Detrás de la Lonja, antigua sede de los cambistas, a orillas del Mediterráneo, allí por el 1450, los elegantes adinerados señores construyeron sus mansiones, edificios de tres plantas con portales árabes y patios espaciosos para los carruajes y las caballerías.
Todo era campo en aquel tiempo a pesar de estar cerca del Baluarte, que era una fortificación destinada a la observación y castigo de los piratas procedentes de Argel.
Entre caserón y caserón, quedaron espacios que poco a poco fueron rellenándose con casas de otro porte, casas de pescadores y comerciantes.
La casa que los dioses me han asignado a mi llegada de la placida Costa Rica, perteneció a esa primera clase, casa de señores, que no he entrado a investigar en los archivos eclesiásticos por mi poco interés.
Los restauradores actuales tuvieron el buen gusto de respetar los arcos en la cochera, o los de las fachadas.
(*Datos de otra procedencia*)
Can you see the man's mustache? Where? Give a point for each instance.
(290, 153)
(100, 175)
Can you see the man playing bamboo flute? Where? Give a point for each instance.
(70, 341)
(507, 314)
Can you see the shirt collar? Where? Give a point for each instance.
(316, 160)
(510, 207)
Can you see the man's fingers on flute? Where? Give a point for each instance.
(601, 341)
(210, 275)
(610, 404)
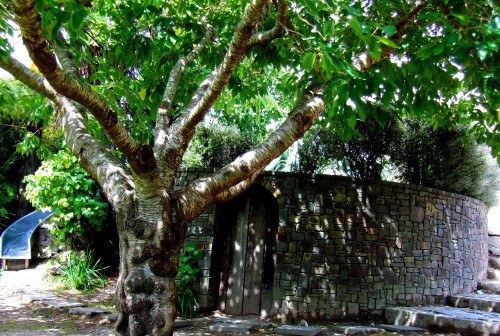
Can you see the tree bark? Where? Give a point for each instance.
(146, 293)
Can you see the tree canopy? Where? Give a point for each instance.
(131, 80)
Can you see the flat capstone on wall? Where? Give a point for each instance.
(350, 248)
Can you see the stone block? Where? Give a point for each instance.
(357, 330)
(297, 330)
(230, 327)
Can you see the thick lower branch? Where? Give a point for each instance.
(29, 19)
(201, 193)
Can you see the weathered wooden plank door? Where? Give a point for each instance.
(244, 285)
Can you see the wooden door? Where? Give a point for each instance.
(244, 284)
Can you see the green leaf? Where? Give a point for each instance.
(77, 18)
(386, 41)
(482, 51)
(308, 61)
(356, 26)
(327, 65)
(438, 49)
(389, 30)
(374, 49)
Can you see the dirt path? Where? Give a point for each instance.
(20, 317)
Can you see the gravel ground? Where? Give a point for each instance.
(22, 318)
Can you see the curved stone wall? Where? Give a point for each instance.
(349, 248)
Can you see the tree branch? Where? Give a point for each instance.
(176, 73)
(201, 193)
(277, 31)
(237, 189)
(92, 154)
(140, 156)
(28, 77)
(364, 61)
(205, 96)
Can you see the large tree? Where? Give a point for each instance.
(131, 80)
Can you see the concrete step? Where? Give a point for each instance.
(446, 319)
(484, 302)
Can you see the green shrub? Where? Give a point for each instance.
(216, 145)
(62, 185)
(445, 159)
(363, 156)
(187, 276)
(79, 271)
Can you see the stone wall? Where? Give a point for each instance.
(349, 248)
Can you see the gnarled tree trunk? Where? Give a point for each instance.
(146, 294)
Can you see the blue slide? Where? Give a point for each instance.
(15, 241)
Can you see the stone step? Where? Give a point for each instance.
(490, 285)
(493, 274)
(484, 302)
(494, 262)
(494, 250)
(494, 241)
(446, 319)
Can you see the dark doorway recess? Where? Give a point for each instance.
(244, 253)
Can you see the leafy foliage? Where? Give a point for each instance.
(445, 159)
(216, 145)
(62, 185)
(364, 156)
(187, 275)
(79, 271)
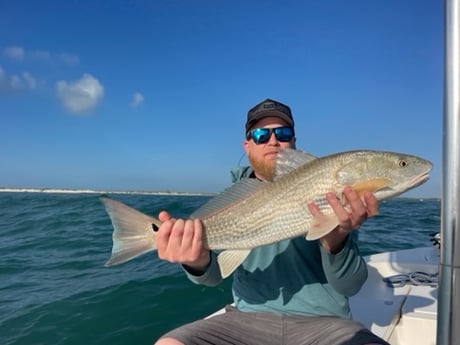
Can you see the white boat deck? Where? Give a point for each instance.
(400, 315)
(404, 315)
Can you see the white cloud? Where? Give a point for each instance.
(138, 98)
(17, 82)
(14, 53)
(82, 95)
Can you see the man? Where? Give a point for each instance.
(291, 292)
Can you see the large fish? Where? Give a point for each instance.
(252, 213)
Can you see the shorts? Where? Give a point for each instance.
(237, 328)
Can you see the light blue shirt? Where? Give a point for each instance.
(294, 276)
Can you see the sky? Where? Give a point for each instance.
(153, 95)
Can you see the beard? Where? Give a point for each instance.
(263, 169)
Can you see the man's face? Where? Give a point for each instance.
(262, 157)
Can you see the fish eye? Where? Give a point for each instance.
(402, 163)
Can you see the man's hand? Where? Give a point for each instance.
(351, 220)
(181, 241)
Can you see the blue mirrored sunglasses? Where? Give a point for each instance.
(262, 135)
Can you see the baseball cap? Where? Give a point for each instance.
(268, 108)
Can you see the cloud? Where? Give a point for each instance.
(17, 82)
(82, 95)
(138, 98)
(17, 53)
(14, 53)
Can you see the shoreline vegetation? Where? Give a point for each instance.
(137, 192)
(97, 191)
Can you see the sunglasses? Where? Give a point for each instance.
(262, 135)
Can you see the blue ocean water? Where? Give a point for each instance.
(54, 288)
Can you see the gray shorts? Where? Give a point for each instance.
(235, 328)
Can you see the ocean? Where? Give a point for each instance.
(54, 288)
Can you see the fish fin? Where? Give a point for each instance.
(229, 260)
(228, 197)
(321, 226)
(288, 160)
(370, 185)
(133, 231)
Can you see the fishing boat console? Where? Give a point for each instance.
(398, 302)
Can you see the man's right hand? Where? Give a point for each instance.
(181, 241)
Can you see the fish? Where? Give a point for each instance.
(253, 213)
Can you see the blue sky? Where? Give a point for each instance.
(153, 95)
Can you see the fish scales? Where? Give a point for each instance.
(276, 212)
(253, 213)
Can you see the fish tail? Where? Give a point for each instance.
(134, 232)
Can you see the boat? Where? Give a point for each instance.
(413, 296)
(398, 301)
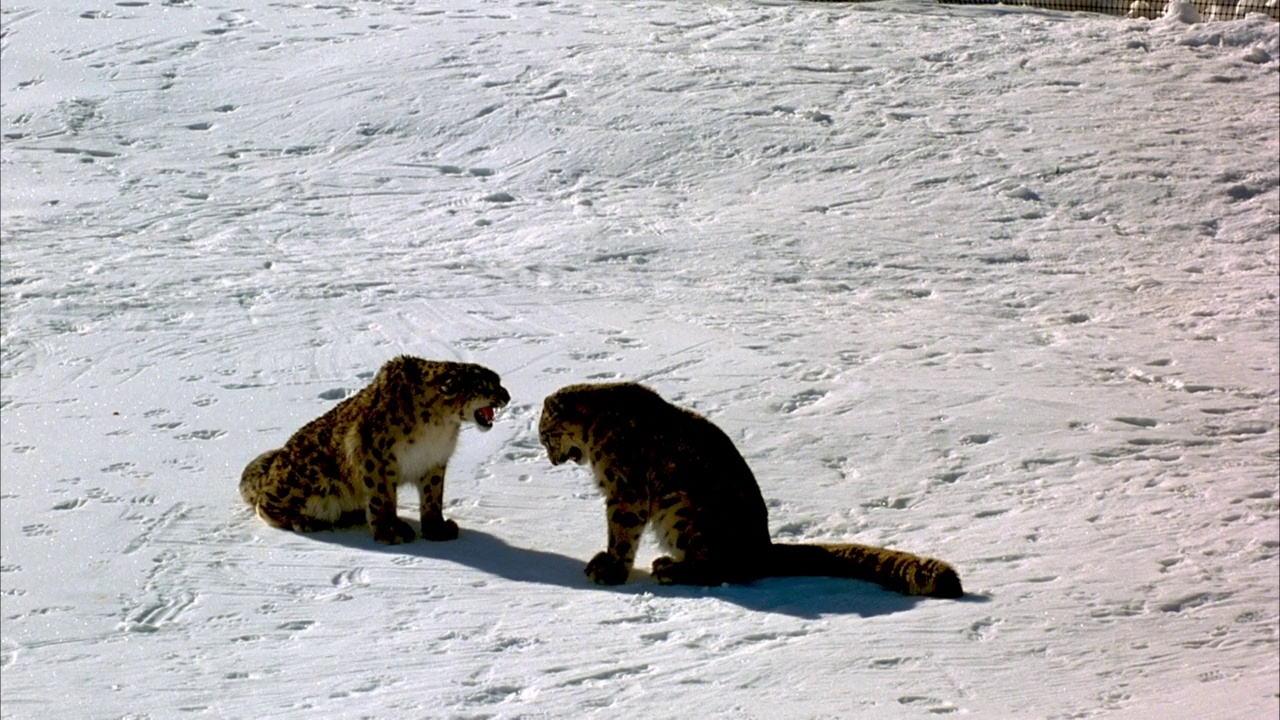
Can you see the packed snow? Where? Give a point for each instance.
(991, 285)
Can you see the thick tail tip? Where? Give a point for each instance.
(946, 584)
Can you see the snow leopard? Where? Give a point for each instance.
(343, 468)
(673, 470)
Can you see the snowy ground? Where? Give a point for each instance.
(997, 286)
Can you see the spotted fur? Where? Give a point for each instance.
(670, 469)
(343, 468)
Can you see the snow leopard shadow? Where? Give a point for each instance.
(799, 597)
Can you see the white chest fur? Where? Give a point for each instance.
(430, 446)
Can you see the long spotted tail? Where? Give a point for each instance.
(255, 475)
(891, 569)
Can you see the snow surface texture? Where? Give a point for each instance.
(992, 285)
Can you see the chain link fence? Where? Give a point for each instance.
(1207, 9)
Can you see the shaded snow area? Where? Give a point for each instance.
(992, 285)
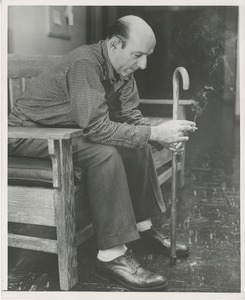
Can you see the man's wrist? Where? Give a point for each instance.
(153, 133)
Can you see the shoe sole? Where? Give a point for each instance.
(108, 277)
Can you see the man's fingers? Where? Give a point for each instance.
(183, 139)
(186, 122)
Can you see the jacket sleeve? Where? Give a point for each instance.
(90, 111)
(128, 102)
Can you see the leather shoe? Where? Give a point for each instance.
(127, 271)
(158, 241)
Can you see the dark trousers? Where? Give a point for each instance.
(122, 185)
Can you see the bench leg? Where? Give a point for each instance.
(65, 217)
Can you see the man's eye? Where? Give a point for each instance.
(137, 55)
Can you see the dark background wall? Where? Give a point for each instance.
(203, 39)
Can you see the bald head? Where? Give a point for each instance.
(130, 41)
(129, 27)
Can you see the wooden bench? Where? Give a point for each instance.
(52, 201)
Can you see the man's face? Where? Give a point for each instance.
(133, 56)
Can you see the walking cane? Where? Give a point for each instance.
(175, 156)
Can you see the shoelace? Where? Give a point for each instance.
(132, 260)
(161, 236)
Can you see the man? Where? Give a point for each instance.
(93, 87)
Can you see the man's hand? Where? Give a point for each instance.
(172, 134)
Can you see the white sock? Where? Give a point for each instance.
(112, 253)
(144, 225)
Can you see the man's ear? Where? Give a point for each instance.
(115, 43)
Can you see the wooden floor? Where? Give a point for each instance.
(208, 221)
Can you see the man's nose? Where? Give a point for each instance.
(142, 62)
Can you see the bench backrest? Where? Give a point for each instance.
(21, 71)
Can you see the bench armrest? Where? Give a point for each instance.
(167, 101)
(43, 133)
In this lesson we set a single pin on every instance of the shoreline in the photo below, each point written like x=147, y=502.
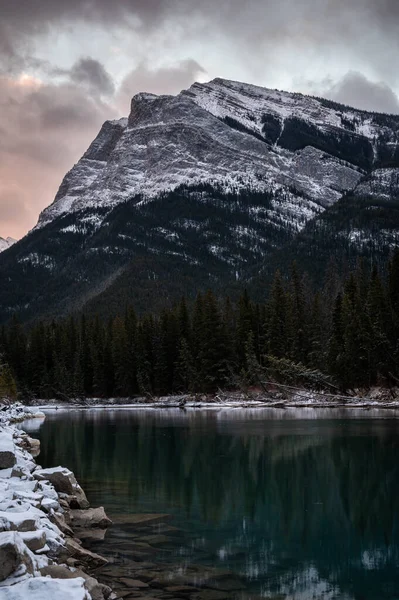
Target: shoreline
x=44, y=513
x=293, y=398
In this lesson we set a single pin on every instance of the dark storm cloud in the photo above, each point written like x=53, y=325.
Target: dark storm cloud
x=92, y=73
x=356, y=90
x=165, y=80
x=314, y=20
x=44, y=129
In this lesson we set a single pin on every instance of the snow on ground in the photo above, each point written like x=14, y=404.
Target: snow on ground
x=29, y=540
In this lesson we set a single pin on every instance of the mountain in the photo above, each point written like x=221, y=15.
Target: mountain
x=204, y=189
x=6, y=243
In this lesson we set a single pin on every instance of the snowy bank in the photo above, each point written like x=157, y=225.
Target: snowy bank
x=40, y=555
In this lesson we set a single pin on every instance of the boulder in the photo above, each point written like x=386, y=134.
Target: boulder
x=92, y=536
x=64, y=481
x=59, y=520
x=97, y=590
x=37, y=588
x=7, y=451
x=14, y=555
x=21, y=521
x=35, y=540
x=87, y=558
x=92, y=517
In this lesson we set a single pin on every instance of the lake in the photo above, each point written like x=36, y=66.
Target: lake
x=279, y=503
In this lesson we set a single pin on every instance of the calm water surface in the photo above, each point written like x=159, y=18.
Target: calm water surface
x=303, y=503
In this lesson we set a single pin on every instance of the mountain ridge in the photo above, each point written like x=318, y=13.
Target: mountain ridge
x=202, y=187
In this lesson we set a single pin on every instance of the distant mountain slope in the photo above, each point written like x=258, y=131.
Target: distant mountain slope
x=206, y=188
x=6, y=243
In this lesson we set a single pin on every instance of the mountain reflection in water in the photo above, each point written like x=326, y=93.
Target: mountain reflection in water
x=303, y=503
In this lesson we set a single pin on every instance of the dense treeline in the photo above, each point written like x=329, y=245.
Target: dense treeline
x=342, y=337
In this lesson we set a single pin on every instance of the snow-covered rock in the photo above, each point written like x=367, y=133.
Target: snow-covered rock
x=7, y=451
x=14, y=557
x=64, y=481
x=33, y=528
x=44, y=588
x=6, y=243
x=169, y=141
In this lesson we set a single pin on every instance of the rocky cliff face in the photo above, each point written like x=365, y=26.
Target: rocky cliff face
x=207, y=185
x=6, y=243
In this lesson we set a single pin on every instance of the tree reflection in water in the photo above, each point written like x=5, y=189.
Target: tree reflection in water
x=304, y=503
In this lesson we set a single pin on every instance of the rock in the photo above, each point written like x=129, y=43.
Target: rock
x=147, y=576
x=35, y=540
x=154, y=540
x=90, y=535
x=7, y=451
x=136, y=583
x=181, y=590
x=14, y=556
x=90, y=559
x=226, y=585
x=5, y=524
x=33, y=446
x=57, y=572
x=211, y=595
x=140, y=519
x=64, y=481
x=73, y=501
x=92, y=517
x=98, y=591
x=21, y=521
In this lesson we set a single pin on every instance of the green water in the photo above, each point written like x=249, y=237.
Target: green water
x=303, y=504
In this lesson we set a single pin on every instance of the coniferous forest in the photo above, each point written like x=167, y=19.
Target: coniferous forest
x=341, y=337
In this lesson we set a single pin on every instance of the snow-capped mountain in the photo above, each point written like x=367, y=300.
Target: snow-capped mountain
x=205, y=185
x=6, y=243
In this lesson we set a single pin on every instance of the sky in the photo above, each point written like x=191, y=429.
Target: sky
x=68, y=65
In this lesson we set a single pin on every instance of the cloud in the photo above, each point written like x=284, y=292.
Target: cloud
x=165, y=80
x=354, y=89
x=45, y=126
x=44, y=129
x=91, y=73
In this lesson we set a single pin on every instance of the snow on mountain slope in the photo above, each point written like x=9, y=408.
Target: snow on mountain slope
x=249, y=103
x=6, y=243
x=185, y=140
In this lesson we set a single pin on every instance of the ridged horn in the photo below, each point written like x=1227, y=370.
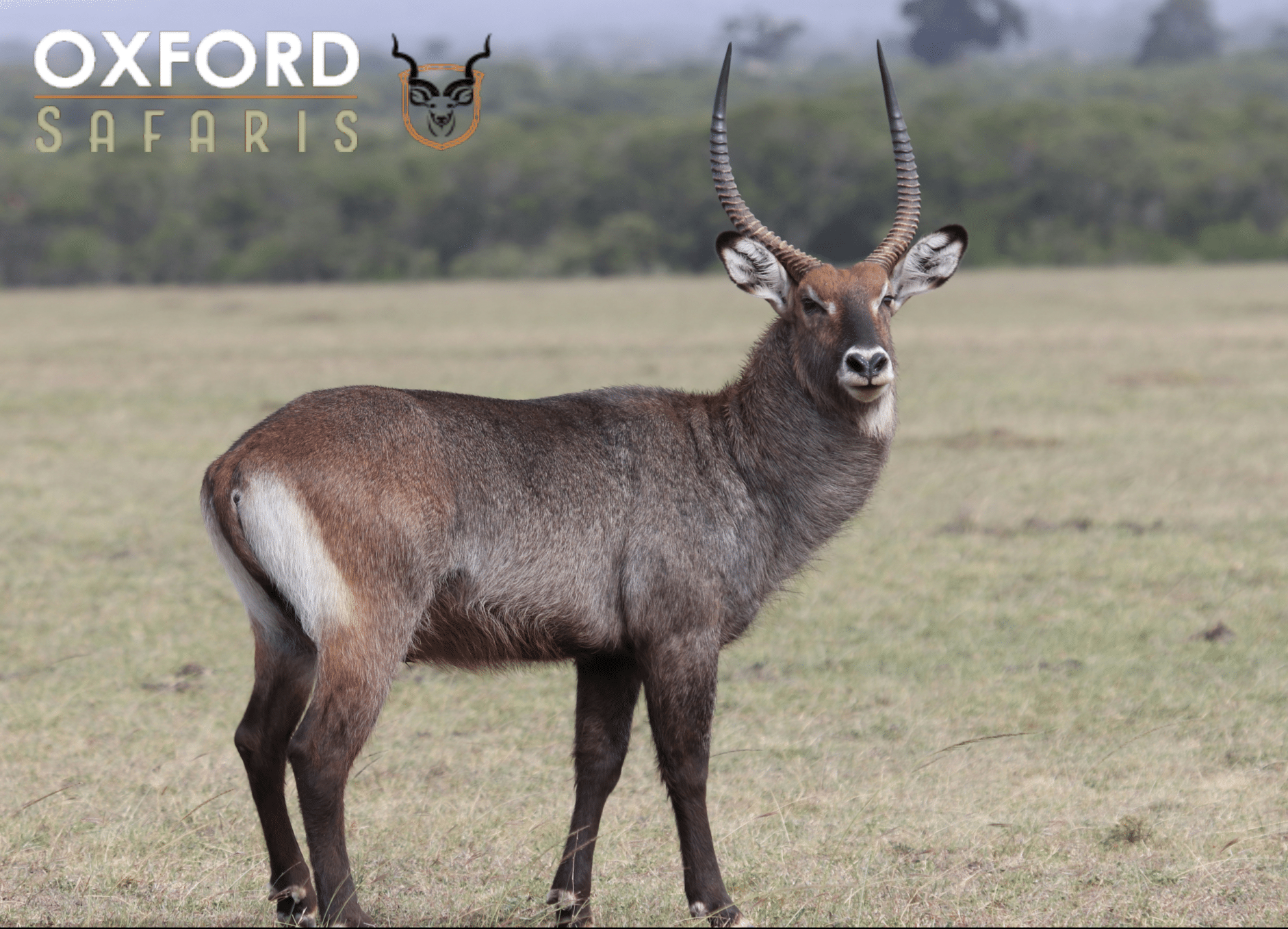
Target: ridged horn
x=897, y=242
x=793, y=258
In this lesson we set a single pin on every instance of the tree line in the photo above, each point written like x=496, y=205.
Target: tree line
x=585, y=175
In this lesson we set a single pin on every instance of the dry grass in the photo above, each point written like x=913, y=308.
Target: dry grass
x=1090, y=476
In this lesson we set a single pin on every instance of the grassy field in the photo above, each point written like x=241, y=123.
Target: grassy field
x=1042, y=679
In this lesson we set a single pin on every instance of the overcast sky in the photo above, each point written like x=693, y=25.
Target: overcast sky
x=600, y=29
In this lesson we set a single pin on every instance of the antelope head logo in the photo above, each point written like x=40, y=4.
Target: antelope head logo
x=442, y=106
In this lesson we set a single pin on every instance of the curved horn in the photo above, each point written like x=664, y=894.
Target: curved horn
x=468, y=80
x=415, y=67
x=897, y=242
x=793, y=258
x=485, y=53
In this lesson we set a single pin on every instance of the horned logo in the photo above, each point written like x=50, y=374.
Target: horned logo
x=442, y=106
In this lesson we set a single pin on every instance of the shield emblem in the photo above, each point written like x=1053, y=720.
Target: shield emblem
x=441, y=123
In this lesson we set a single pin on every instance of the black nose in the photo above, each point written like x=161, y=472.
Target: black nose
x=867, y=365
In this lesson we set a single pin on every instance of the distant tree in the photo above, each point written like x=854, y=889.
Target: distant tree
x=762, y=38
x=1180, y=31
x=946, y=29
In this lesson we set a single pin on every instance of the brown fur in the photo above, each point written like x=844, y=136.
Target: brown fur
x=632, y=531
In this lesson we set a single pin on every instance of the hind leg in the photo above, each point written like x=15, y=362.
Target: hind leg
x=355, y=672
x=283, y=683
x=607, y=691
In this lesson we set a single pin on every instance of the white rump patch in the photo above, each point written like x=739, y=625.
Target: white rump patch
x=287, y=543
x=261, y=610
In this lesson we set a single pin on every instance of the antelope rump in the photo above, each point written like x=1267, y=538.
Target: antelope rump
x=633, y=531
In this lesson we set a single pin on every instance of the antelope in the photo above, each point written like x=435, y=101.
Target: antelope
x=442, y=106
x=633, y=531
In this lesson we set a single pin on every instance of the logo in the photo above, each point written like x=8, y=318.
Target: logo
x=442, y=121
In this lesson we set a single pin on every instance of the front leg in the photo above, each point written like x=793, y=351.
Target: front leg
x=680, y=689
x=607, y=691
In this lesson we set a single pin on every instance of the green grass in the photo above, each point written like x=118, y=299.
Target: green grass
x=1090, y=472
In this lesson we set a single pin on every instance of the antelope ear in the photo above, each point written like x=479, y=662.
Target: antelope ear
x=754, y=268
x=927, y=264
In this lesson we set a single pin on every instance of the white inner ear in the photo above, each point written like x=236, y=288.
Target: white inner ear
x=927, y=266
x=754, y=268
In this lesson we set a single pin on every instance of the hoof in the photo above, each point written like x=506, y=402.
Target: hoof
x=569, y=913
x=295, y=906
x=727, y=915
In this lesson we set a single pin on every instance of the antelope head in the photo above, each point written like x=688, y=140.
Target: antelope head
x=442, y=105
x=839, y=317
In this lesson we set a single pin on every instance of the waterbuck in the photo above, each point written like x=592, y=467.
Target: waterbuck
x=633, y=531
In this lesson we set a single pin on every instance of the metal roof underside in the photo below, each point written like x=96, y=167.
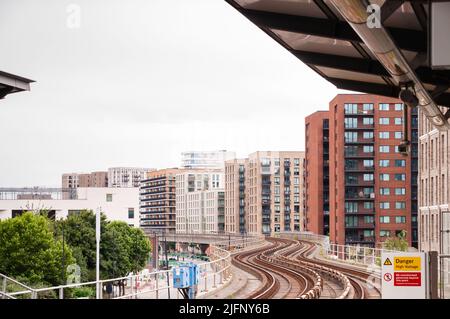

Así que por la mañana al levantarme acaricio la piedra de mares, corroída por el tiempo, de ese color ámbar que se asemeja a oro en polvo, y que tantas historias, como los espejos antiguos, deben conservar.
Toco suavemente el portal de mi dormitorio, que da a un patio interior, lo acaricio como si se tratase del lomo de un caballo salpicado de crines doradas, y le hablo, le pregunto por su antiguo conocimiento; la casa está limpia de espíritus atrapados, pero sé que si continuo con esa práctica, como el que acaricia la barriga del Buda de la suerte, me contará cosas del pasado.
Unos metros más allá, en la misma calle, reposa cerrada y silenciosa la mansión que fue del pirata mallorquín que intentó desembarcar en Argel y al que Carlos III nombró Almirante, Antonio Barceló y Pont de la Terra, un tiparraco regordete al que las condecoraciones y blasones no le quitaron la cara de hombre de pueblo, de vendedor de cerdos. Y no es que tenga algo en contra de los vendedores de cerdos, a la fin nuestro ilustre March, contrabandista y pirata, artífice y mano conductora del desembarco en África del General Franco, empezó su hidalga historia como tal.
Y es que todo se pega —dime con quién andas y te diré quién eres, reza el refrán—, y de tanto pirata y berberisco los herederos de unas sociedades cultas como la árabe y judía, que habitaron en estos lares —los llegados una vez de la península, los que poblaron la tierra a las órdenes de los señores—, descubrieron que ser contrabandista o pirata daba mejores réditos que arar la tierra.
Y me alegra vivir y retornar a mi vida en el Mediterráneo, ese por el que han pasado tantas civilizaciones; a la fin es un gozo buscar, fijando nuestra vista atrás, quiénes somos y dónde podemos llegar.